The 11-page report reaches some hard conclusions about the success of Massachusetts gun laws and found that success is, at best, elusive.
“After reviewing all of the data provided to us by our government sources the only conclusion that can be logically reached is that Massachusetts gun laws have been, and continue to be, an abject failure in all three categories,” the report asserts.
- Firearm Safety (Accidental Deaths) – Nearly two decades of data from the state has proven that there has been no reduction in gun-related accidental deaths. This is in part because statistically there was not an issue in the first place.
- Criminal Use of Firearms (Murder & Assaults) – In comparing both state and national data, Massachusetts gun-related murders are up approximately 30% over the 1998 numbers. This represents a failure of the laws to keep citizens safer.

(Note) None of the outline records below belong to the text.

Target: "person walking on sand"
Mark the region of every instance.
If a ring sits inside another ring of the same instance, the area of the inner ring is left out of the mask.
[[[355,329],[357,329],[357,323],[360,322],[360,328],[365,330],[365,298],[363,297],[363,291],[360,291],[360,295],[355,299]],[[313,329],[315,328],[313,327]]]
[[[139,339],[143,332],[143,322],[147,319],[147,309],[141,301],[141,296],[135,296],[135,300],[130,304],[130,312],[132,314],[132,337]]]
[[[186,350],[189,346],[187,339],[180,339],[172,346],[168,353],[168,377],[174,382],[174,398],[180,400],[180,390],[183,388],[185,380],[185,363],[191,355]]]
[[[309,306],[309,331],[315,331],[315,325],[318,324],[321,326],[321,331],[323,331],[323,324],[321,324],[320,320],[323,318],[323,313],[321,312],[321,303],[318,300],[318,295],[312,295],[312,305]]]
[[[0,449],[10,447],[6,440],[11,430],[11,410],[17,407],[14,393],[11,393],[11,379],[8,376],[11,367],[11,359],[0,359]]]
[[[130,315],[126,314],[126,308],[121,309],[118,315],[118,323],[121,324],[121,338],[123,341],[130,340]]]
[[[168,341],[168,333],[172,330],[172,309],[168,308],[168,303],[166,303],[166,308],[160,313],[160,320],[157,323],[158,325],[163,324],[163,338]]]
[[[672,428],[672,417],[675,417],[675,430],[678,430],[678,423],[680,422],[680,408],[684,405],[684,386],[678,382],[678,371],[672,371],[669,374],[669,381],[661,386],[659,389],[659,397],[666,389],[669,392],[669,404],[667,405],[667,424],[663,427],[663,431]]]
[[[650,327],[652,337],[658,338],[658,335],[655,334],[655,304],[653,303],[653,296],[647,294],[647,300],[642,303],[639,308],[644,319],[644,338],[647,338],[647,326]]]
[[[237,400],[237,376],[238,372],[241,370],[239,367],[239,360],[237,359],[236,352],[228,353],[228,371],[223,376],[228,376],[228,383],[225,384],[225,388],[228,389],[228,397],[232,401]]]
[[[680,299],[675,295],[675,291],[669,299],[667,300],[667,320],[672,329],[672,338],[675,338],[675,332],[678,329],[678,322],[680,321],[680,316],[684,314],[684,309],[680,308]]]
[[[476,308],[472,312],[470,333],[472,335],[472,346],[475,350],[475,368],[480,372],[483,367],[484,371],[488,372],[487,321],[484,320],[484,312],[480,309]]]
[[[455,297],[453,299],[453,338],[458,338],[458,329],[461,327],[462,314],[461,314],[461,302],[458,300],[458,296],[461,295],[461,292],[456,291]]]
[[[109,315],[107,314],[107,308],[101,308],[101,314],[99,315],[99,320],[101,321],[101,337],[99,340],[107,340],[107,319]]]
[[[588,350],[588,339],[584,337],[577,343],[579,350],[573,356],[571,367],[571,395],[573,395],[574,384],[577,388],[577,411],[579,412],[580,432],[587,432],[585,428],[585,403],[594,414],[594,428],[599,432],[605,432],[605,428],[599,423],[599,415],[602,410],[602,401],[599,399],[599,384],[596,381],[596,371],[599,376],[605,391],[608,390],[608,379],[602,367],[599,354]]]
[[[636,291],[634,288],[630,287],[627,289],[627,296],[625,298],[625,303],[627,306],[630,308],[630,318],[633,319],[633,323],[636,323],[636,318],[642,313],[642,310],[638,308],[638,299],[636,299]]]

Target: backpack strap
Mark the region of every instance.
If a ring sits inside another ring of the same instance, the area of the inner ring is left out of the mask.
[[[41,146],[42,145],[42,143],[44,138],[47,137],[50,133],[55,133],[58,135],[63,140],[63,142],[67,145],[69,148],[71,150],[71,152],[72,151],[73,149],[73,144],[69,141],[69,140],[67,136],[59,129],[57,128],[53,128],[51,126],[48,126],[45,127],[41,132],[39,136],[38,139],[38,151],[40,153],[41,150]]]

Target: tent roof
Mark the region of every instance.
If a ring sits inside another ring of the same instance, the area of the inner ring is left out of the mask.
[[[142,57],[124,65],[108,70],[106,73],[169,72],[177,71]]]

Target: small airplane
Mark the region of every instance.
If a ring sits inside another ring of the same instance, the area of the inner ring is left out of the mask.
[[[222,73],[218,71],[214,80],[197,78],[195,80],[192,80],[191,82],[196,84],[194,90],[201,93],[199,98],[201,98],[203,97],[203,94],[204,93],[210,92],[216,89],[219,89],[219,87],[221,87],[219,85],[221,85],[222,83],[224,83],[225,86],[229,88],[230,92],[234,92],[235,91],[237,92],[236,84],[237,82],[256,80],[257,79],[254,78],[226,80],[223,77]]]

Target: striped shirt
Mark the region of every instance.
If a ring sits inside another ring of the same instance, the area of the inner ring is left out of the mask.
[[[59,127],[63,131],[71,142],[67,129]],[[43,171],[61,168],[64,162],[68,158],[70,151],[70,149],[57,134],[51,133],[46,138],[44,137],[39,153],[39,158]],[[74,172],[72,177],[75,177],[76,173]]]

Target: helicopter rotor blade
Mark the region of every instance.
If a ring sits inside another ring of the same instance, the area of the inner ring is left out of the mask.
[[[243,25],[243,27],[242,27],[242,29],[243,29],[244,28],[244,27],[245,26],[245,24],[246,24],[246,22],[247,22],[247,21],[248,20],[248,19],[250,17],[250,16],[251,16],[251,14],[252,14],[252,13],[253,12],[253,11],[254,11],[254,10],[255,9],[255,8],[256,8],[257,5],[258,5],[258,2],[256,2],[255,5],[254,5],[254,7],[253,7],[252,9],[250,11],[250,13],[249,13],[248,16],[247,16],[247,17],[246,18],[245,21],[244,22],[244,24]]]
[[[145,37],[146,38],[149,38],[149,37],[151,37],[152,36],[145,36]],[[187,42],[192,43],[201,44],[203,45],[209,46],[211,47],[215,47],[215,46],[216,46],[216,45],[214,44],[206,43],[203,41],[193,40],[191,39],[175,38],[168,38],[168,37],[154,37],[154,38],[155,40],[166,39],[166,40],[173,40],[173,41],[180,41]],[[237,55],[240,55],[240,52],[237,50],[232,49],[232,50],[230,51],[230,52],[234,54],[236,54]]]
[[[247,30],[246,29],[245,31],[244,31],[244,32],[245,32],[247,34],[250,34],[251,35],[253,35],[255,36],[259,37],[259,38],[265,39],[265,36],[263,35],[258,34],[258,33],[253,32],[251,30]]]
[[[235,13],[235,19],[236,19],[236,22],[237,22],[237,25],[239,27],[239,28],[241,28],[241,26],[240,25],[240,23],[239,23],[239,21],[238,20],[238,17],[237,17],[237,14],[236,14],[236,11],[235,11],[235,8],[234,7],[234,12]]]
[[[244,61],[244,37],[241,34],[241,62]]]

- Suicides – While there was a slight drop in firearm-related suicides for a few years, that drop paralleled a similar decline in suicides by poisons. As a result, the data shows there was no correlation with the new gun laws and any decline. Further evidence is there was a vast increase in suicides from hanging/suffocation in the Commonwealth. This is further proof that because the state focused on the thing and not the human criminal element, suicides increased drastically.
GOAL Executive Director Jim Wallace has been a regular at the annual Gun Rights Policy Conference and has reported on various efforts by the state’s anti-gun politicians to make the gun control laws even more stringent. His group notes in the news release that the Massachusetts state government “does not contribute any financial resources to gun safety programs. This is despite the millions of dollars in firearm licensing fees it collects on an annual basis. It is perhaps ironic at best that a state that supposedly prides itself on gun safety actually takes no part in it.”
So what is to be done? Wallace has not signaled any interest in backing down and armed with this report, he may actually change some minds in Boston.
Perhaps the issue is best summed up by the closing paragraph of the GOAL report.
“The passage of Chapter 180, and subsequent laws,” the report concludes, “caused hundreds of thousands of people to lose their civil rights or have them unreasonably restricted. Lawful gun owners have been persecuted, prosecuted and beaten down for no justifiable reason. The gun laws on whole are so complex and convoluted that the government, including law enforcement, does not understand them. In general, these laws have been, and likely will continue to be, a failure on every level. Even Boston Mayor (Marty) Walsh has said that Massachusetts gun laws are ineffective. The idea that Massachusetts’ gun laws have been a success is a false and dangerous narrative. Dangerous because people are falsely being led to believe that the Commonwealth’s gun laws are keeping them safe. Because of that, citizens continue to suffer from increasing crime.”